Norway Killer Wants Time in Court to Tell Why

Anders Behring Breivik wants to tell Norway and the World why he killed at least 93 people in a bomb attack and shooting rampage when he appears in court on  Monday, his lawyer said.


Calling himself a crusader against a tide of Islam in a rambling 1,500-page online manifesto, the 32-year-old mass murderer wants the opportunity to explain actions he deemed ‘atrocious, but necessary’.


Lawyer Geir Lippestad said his client had admitted to Friday’s shootings at a Labour youth camp and a bomb that killed seven people in Oslo’s government district, but that he denies any criminal guilt.


“He has been politically active and found out himself that he did not succeed with usual political tools and so resorted to violence,” Lippestad told TV2 news.


“I await a medical assessment of him,” he said.


That Breivik deliberately surrendered to police when finally confronted on the tiny island of Utoeya after cold bloodily gunning down 86 youngsters underlines his desire to grab a public platform to deliver his radical thoughts.


In other instances of gunmen going on killing sprees the perpetrators often commit suicide when the police arrive or actively provoke officers to shoot them dead.


It was not clear how long Breivik will have to talk in court since the hearing will be about custody and he will not be required to enter a guilty or innocent plea.


Police on Monday played down a report in Norwegian media they had already decided to asked for the hearing, in which a judge is set to remand him in custody, to be held behind closed doors.


“It’s up to the judge to decide. It’s not uncommon that the police will ask for it in advance but I don’t know if the police will ask for that,” Liv Corneliussen, a police prosecutor, told Reuters.


The issue could trigger a debate about freedom of expression with many Norwegians opposed to allowing a man who has shaken the nation’s psyche the right to speak out.


“He explains himself fairly calmly, but every now and then expresses emotion,” Lippestad said. “He buries his head in his hands.”


“He has said that he believed the actions were atrocious, but that in his head they were necessary,” he said, adding his client did not feel he deserved punishment.


The worst peacetime massacre in the normally placid country’s modern history appears to have been driven by Breivik’s mission to save Europe from what he sees as the threats of Islam, immigration and multi-culturalism.

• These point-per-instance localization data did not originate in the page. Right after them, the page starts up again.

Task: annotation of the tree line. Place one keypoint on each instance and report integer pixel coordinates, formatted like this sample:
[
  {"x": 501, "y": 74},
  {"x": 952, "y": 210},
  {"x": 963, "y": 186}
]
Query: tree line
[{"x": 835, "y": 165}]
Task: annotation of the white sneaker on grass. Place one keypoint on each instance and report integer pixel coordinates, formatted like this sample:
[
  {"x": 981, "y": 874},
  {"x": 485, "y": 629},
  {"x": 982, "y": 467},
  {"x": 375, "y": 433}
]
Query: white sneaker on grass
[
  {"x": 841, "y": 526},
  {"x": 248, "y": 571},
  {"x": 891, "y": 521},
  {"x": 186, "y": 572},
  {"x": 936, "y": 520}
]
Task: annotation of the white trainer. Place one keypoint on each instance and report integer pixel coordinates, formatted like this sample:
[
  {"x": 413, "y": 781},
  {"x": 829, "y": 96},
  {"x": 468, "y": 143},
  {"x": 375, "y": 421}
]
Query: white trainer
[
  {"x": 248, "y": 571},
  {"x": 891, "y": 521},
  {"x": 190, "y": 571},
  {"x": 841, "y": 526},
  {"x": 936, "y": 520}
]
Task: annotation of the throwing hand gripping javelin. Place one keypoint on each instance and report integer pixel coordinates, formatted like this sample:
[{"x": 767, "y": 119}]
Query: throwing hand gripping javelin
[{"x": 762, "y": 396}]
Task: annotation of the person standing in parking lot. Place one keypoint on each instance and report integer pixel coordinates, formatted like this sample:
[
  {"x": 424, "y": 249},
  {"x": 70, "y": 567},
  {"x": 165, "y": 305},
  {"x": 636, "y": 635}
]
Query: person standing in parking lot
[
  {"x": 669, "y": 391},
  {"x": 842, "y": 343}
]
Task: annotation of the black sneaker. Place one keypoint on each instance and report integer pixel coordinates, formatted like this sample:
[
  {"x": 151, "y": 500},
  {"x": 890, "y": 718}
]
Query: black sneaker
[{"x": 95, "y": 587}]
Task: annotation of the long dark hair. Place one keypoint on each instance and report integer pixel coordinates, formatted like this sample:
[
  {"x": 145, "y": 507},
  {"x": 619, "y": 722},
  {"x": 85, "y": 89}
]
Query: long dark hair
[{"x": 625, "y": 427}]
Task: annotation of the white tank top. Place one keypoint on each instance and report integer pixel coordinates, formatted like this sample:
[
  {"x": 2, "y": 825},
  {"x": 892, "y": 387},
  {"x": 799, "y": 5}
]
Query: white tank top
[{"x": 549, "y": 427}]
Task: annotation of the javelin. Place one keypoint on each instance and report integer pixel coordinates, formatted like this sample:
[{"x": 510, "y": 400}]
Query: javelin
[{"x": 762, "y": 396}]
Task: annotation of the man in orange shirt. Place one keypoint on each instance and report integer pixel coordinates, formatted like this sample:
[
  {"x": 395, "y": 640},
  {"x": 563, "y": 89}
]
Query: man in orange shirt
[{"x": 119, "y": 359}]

Police believe Breivik acted alone after becoming disenchanted with mainstream parties, even those that have gained popularity and parliamentary seats on anti-immigration policies in otherwise liberal and tolerant European countries, including affluent Norway.


The attack was likely to tone down the debate on immigration ahead of September local elections, analysts said, as parties seek to distance themselves from Breivik’s beliefs and reinforce Norwegians’ view of themselves as an open, peaceful people.


Norway’s immigrant numbers nearly tripled between 1995 and 2010 to almost half a million in a population of 4.8 million.


The sense that many were drawn by Norway’s generous welfare handouts helped spur the growth of the Progress Party which became Norway’s second biggest in parliament after the 2009 election on a largely anti-immigration platform.


Breivik was once a member of the party, but left complaining it was too politically correct. It was then he began scheming to “resist”, burying ammunition more than a year ago, weight-lifting, storing up credit cards and researching bomb-making while playing online war games.


After three months of laboriously pounding and mixing fertilizer, aspirin and other chemicals on a remote farm, Breivik drove a hire car packed with the results to the centre of Oslo on Friday, triggering the device outside government offices, killing seven and shattering windows for blocks around.


He then drove to the small island of Utoeya, 45 km (28 miles) away, and dressed as a police officer shot dead 86 people there on a youth summer camp for the ruling Labour Party as teenagers made desperate attempts to hide in the woods, under beds or leapt into the water and tried to swim the mainland.